Jack Eichel had a goal and two assists and Mark Stone also scored for the Golden Knights (9-3-1), who have won two in a row and six of their last seven. The Knights entered the game 0-3-1 on the road this year.

Brett Kulak and Zach Hyman replied for the Oilers (6-7-1), who have lost two straight despite getting captain Connor McDavid back from injury earlier than expected for the game.

Adin Hill made 27 saves for Vegas, while Stuart Skinner managed 31 stops for Edmonton.

Takeaways

Golden Knights: With an assist on the Knights’ second goal, William Karlsson has recorded at least a point in all five games he has played this season (two goals, four assists).

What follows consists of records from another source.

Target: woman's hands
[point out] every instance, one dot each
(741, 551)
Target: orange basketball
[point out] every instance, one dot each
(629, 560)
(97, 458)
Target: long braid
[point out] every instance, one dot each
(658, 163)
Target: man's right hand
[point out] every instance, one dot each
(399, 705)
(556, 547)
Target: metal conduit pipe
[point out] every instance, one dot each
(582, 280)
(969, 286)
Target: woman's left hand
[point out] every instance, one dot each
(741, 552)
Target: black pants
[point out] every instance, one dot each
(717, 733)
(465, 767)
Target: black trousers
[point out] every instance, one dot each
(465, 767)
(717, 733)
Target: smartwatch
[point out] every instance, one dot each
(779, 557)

Oilers: McDavid was a surprise starter for the Oilers, coming back just nine days after suffering an ankle injury in Columbus and initially being expected to miss two to three weeks. The star forward came into the contest with 11 points (three goals, eight assists) during a six-game point streak versus the Golden Knights, but was held pointless on the night.

Key moment

With just 48.4 seconds left to play, the Golden Knights won a race to the corner and Ivan Barbashev was able to send it out to a hard-charging Hanifin, who sent a shot glove-side that beat Skinner for his second goal of the third period and third of the season.

Key stat

It was Hyman’s third goal in the last four games after the veteran forward went scoreless in his first 10 games this season following a 54-goal campaign last year. Hyman now has five goals in his last six games against Vegas.

Up next

Golden Knights: Head to Seattle to face the Kraken on Friday.

Oilers: Travel to Vancouver on a quick one-game trip to clash with the Canucks on Saturday.